Research Offers Path Forward for Integrating Flood Modeling Methods

photo of flooded florida neighborhood with water over roadway

Twenty five inches of rain in 24 hours floods local Fort Lauderdale neighborhood streets. (Jillian Cain for AdobeStock)

Before rain begins to fall, scientists and engineers can predict where a storm might cause flooding thanks to advanced modeling and digital simulations that help guide billion-dollar decisions involving infrastructure design, emergency response, land-use planning, insurance, agriculture, water quality and public safety.

But as new models have evolved, they have diverged into narrow applications or found use beyond their intended scope. The result is a missed opportunity to integrate different methods and improve predictions for flood modeling across domains.

photo of famu-fsu professor adhmadisharaf in blue shirt
Assistant Profesor of Civil & Environmental Engineering Ebrahim Ahmadisharaf. (Mark Wallheiser/FAMU-FSU College of Engineering)

New research, featuring the FAMU-FSU College of Engineering and Florida State University’s Resilient Infrastructure and Disaster Response Center, examined several types of flood models to highlight their strengths and weaknesses and to propose a way forward for integrating model development. The research was published in Reviews of Geophysics.

The research supports critical decisions that protect the homes, livelihoods, emergency response, insurance markets and more.

“As scientists and engineers pushed forward innovation in flood modeling, their work has diverged into a variety of methods, each with its own strengths and weaknesses,” said Assistant Professor Ebrahim Ahmadisharaf, a co-author on the multi-institution study. “But integrating the improvements of various models is where we can really make the most impact across applications.”

How It Works

Flood models are crucial to land use planning, emergency management actions and engineering design. Models can be classified into four types: physics‐based, data‐driven, observational and experimental, and conceptual.

Although all models approximate and simplify the reality of floods and are subject to uncertainty, some trade reliability for efficiency in their computations. Newer models are inclined towards simplified, data-driven methods rather than computational, physics-based approaches because they are easier to implement.

Data-driven models are useful for exploring complex patterns of data and comparing the relationship between flooding and other variables, but these models have limitations when it comes to operational forecasting, design purposes, regulatory hazard analyses and predicting events beyond the conditions represented in their training data because of weak or absent physical constraints. Their generalizability beyond the data they are trained for is also limited.

“These patterns have inherent limitations,” Ahmadisharaf said. “As new methods have developed in isolation from older paradigms, their improvements are siloed within their domains. That limits our ability to better prevent flood events.”

Future Directions

The researchers suggest four key directives for future research and development: hybrid frameworks, enhanced physical representation, integration of data-based methods and bridging science and practice.

“We have high-performance computing resources, which could overcome barriers for flood inundation modeling, but there is a trend of using simplified models that don’t take advantage of these new advancements,” Ahmadisharaf said.

Rather than spending resources on overcoming the limitations of simplified flood models, researchers recommended that future developments should emphasize integrating different methods.

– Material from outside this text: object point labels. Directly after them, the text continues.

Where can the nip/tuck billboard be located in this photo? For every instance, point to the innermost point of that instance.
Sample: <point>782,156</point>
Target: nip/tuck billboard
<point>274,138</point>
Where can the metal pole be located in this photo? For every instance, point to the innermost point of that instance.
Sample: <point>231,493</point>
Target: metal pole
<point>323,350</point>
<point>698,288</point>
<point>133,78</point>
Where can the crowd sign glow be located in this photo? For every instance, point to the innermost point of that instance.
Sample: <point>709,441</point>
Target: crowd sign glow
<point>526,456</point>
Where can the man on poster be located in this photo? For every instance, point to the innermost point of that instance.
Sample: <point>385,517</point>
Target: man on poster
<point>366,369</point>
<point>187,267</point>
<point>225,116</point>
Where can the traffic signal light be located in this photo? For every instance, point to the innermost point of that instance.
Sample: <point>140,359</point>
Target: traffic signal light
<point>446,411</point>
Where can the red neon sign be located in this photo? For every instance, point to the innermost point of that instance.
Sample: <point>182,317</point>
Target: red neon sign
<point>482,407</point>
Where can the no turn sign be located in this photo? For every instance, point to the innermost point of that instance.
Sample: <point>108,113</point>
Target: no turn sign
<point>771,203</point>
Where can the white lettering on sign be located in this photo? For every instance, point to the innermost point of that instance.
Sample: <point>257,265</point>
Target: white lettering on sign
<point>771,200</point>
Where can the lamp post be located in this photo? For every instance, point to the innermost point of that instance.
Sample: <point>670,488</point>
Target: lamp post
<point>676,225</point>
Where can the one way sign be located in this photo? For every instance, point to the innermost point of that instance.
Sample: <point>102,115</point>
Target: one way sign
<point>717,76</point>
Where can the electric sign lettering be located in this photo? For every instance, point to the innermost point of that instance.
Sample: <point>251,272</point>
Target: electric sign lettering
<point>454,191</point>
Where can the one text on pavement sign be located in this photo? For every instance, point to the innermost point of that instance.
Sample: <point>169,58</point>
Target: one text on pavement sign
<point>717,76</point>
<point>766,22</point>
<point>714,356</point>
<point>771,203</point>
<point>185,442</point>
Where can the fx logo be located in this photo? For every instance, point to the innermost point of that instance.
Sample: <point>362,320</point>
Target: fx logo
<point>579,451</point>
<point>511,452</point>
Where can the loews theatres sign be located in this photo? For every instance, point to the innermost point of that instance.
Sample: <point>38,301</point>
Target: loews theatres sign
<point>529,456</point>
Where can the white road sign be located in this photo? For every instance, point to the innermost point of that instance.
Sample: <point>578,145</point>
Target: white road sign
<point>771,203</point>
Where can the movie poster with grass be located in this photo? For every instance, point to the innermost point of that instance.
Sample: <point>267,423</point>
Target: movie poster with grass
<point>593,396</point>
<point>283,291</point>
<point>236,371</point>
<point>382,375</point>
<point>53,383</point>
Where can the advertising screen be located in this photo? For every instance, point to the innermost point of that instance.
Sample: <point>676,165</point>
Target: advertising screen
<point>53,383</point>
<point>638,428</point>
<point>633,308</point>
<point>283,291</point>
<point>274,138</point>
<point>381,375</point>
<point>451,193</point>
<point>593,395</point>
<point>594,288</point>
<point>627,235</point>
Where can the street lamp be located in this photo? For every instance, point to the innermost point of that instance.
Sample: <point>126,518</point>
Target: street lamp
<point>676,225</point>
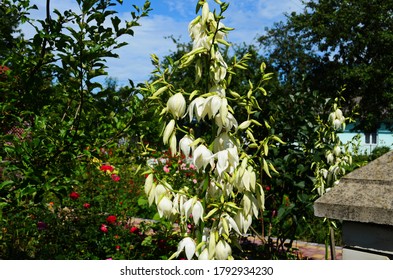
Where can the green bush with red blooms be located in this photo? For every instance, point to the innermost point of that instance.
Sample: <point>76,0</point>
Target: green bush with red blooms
<point>96,220</point>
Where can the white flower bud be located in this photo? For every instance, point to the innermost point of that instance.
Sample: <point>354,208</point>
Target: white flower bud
<point>223,250</point>
<point>168,131</point>
<point>188,245</point>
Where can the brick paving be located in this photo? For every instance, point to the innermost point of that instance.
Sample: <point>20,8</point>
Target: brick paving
<point>314,251</point>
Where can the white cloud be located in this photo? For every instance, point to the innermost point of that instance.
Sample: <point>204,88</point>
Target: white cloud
<point>134,62</point>
<point>171,17</point>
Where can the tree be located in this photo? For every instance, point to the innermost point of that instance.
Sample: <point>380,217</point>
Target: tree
<point>52,96</point>
<point>351,41</point>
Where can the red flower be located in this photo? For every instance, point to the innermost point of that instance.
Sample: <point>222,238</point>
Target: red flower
<point>111,219</point>
<point>134,230</point>
<point>104,228</point>
<point>107,167</point>
<point>41,225</point>
<point>74,195</point>
<point>115,177</point>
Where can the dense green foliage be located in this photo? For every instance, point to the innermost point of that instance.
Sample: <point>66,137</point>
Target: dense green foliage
<point>340,43</point>
<point>60,124</point>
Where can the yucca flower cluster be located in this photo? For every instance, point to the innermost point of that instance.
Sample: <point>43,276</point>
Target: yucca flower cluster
<point>222,206</point>
<point>337,154</point>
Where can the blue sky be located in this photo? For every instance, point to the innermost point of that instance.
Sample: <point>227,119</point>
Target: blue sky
<point>171,17</point>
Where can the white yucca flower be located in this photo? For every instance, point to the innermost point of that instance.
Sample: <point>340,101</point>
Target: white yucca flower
<point>202,157</point>
<point>220,90</point>
<point>330,157</point>
<point>188,245</point>
<point>223,250</point>
<point>212,106</point>
<point>159,192</point>
<point>227,123</point>
<point>196,107</point>
<point>169,128</point>
<point>177,105</point>
<point>185,145</point>
<point>227,160</point>
<point>149,181</point>
<point>194,207</point>
<point>204,255</point>
<point>223,141</point>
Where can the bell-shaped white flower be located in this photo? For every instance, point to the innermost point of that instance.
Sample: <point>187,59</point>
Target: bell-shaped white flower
<point>177,105</point>
<point>337,150</point>
<point>169,128</point>
<point>196,106</point>
<point>227,160</point>
<point>188,245</point>
<point>202,157</point>
<point>219,90</point>
<point>173,144</point>
<point>228,123</point>
<point>223,250</point>
<point>204,255</point>
<point>197,212</point>
<point>159,192</point>
<point>185,145</point>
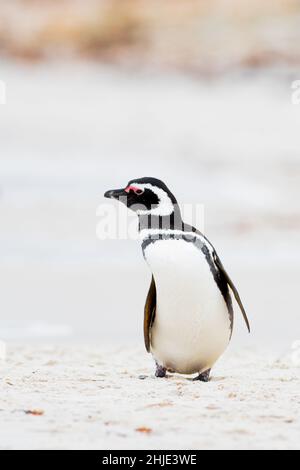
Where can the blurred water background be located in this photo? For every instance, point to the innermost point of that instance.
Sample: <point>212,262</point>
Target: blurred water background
<point>196,93</point>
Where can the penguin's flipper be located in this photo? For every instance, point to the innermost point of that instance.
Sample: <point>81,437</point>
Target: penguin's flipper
<point>149,313</point>
<point>233,288</point>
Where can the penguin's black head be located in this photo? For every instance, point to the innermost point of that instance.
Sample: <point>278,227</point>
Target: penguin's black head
<point>145,196</point>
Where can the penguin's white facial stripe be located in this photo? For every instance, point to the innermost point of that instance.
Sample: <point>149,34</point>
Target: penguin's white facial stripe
<point>165,206</point>
<point>137,190</point>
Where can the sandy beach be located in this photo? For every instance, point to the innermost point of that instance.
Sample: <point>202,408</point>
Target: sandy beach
<point>94,398</point>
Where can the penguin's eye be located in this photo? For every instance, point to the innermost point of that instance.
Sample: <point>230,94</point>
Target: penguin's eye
<point>135,190</point>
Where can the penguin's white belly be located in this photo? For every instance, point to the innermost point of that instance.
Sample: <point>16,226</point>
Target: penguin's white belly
<point>192,325</point>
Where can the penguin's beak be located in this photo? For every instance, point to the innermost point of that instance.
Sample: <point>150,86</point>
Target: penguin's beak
<point>115,193</point>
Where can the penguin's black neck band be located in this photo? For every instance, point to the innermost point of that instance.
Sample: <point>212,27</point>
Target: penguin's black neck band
<point>166,222</point>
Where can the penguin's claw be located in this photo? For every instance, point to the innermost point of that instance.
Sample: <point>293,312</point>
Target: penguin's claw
<point>204,377</point>
<point>160,371</point>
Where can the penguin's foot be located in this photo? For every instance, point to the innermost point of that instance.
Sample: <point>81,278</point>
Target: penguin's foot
<point>160,371</point>
<point>204,377</point>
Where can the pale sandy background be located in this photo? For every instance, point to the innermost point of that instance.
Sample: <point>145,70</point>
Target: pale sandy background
<point>218,125</point>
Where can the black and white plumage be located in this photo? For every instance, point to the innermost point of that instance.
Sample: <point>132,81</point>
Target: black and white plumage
<point>188,319</point>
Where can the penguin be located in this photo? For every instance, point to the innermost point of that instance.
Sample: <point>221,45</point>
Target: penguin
<point>188,315</point>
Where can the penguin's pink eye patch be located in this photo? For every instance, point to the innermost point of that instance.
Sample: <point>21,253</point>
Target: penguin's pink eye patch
<point>134,189</point>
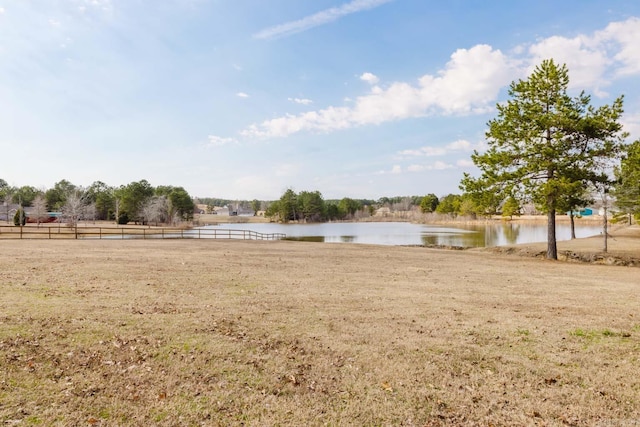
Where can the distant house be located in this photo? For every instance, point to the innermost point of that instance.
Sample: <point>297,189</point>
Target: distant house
<point>582,212</point>
<point>384,211</point>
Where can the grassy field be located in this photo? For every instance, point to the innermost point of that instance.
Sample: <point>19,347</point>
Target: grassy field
<point>190,333</point>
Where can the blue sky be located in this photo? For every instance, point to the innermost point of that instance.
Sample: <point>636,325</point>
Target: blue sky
<point>243,99</point>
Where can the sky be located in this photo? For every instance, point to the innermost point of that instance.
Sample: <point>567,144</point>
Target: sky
<point>243,99</point>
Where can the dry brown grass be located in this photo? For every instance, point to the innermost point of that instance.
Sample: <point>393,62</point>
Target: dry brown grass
<point>167,333</point>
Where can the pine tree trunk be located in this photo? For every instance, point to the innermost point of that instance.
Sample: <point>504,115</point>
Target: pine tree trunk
<point>552,248</point>
<point>573,225</point>
<point>605,246</point>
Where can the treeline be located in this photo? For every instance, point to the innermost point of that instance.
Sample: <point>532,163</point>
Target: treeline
<point>137,202</point>
<point>310,206</point>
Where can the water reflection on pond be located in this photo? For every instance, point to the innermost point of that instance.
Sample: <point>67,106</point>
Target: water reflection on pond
<point>402,233</point>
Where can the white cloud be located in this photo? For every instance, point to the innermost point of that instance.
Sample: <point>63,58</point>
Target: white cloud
<point>465,163</point>
<point>323,17</point>
<point>631,124</point>
<point>369,78</point>
<point>286,169</point>
<point>302,101</point>
<point>424,151</point>
<point>586,60</point>
<point>594,60</point>
<point>469,82</point>
<point>625,35</point>
<point>434,166</point>
<point>217,141</point>
<point>430,151</point>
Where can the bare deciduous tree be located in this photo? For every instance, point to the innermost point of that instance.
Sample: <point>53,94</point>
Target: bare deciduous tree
<point>74,208</point>
<point>39,209</point>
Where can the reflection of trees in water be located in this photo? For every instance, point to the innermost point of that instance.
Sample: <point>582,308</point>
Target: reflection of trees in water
<point>474,239</point>
<point>511,232</point>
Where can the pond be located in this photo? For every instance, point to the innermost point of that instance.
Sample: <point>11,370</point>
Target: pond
<point>403,233</point>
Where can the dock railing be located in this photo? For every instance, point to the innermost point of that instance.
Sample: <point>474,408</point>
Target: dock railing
<point>87,232</point>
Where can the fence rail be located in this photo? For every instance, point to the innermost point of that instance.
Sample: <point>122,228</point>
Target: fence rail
<point>56,232</point>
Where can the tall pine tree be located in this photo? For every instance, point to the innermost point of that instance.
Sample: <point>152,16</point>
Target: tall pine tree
<point>543,142</point>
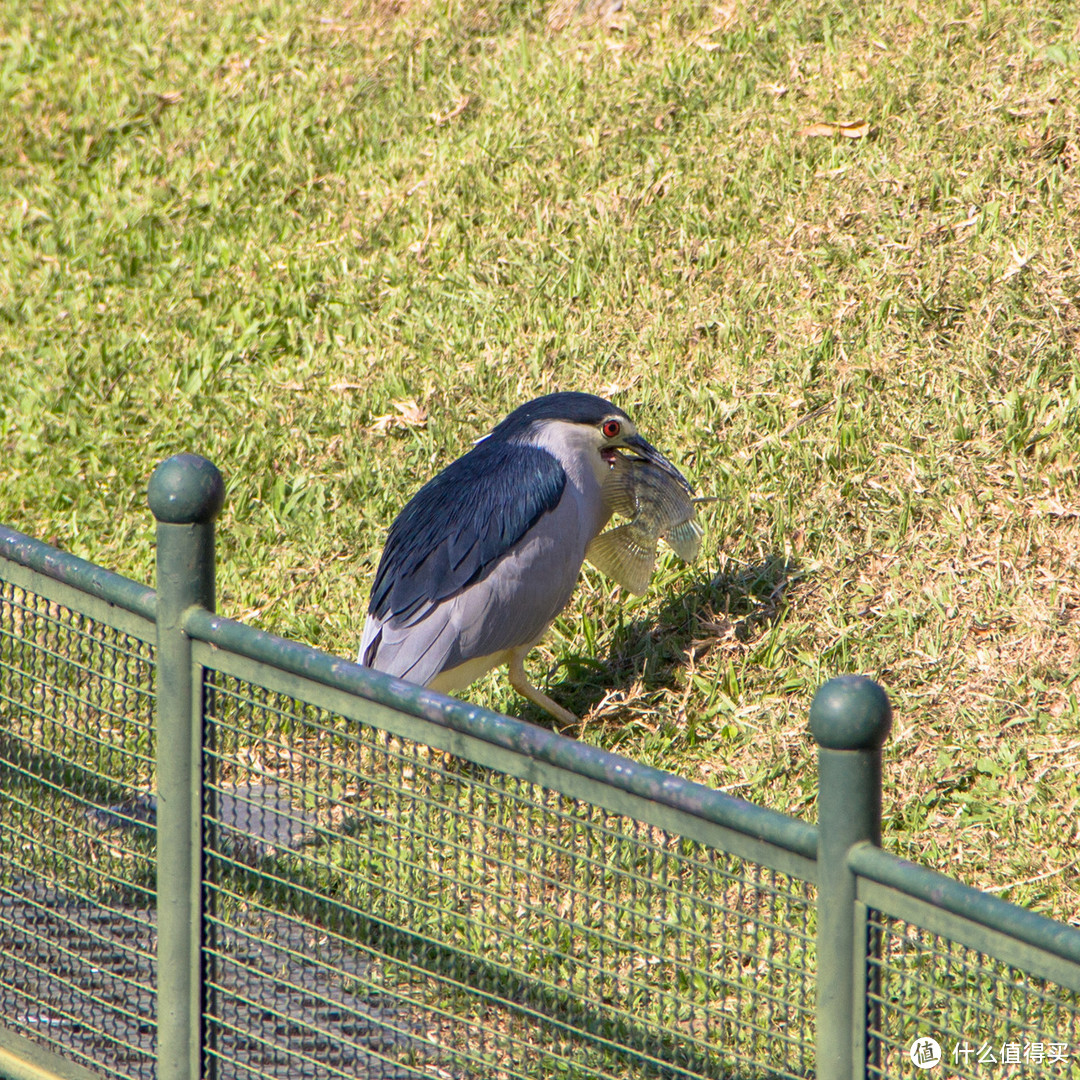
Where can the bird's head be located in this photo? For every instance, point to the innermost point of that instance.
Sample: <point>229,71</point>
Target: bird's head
<point>572,423</point>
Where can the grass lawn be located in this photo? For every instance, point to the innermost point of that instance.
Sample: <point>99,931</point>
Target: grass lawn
<point>824,254</point>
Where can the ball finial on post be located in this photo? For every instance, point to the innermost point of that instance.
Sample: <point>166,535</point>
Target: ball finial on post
<point>186,489</point>
<point>850,712</point>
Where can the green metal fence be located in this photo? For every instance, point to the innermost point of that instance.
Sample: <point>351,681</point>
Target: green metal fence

“People use simplified methods because they are faster and easier to implement. With data-driven models, however, there is a greater risk when data are limited, because these models are fully dependent on the data. Computational methods understand the physics, but they take longer to run,” Ahmadisharaf said. “Integrating these different models would lead to improvements for both methods.”

Why It Matters

Refining flood modeling systems is crucial to not overextending them beyond their actual capabilities. These systems support critical decision-making, so they need to be accurate and reliable.

“Flood modeling supports decisions for damage reduction, infrastructure design and more,” Ahmadisharaf said. “We aim to make scientists rethink the direction that flood modeling is going, and not use simplified, data-driven methods as a replacement for computational models. We need to use these models to support each other, so that we can better predict flooding events and protect our infrastructure and communities.”

Researchers from Bristol University, University of Alabama, University of Central Florida, Purdue University, University of California, Irvine, U.S. Army Engineer Research Development Center, the University of Tokyo, Tallahassee-based company Halff and UK-based company Fathom contributed to this study.

Ahmadisharaf’s research was supported by the National Science Foundation and the Gulf Research Program of the National Academies of Sciences, Engineering, and Medicine.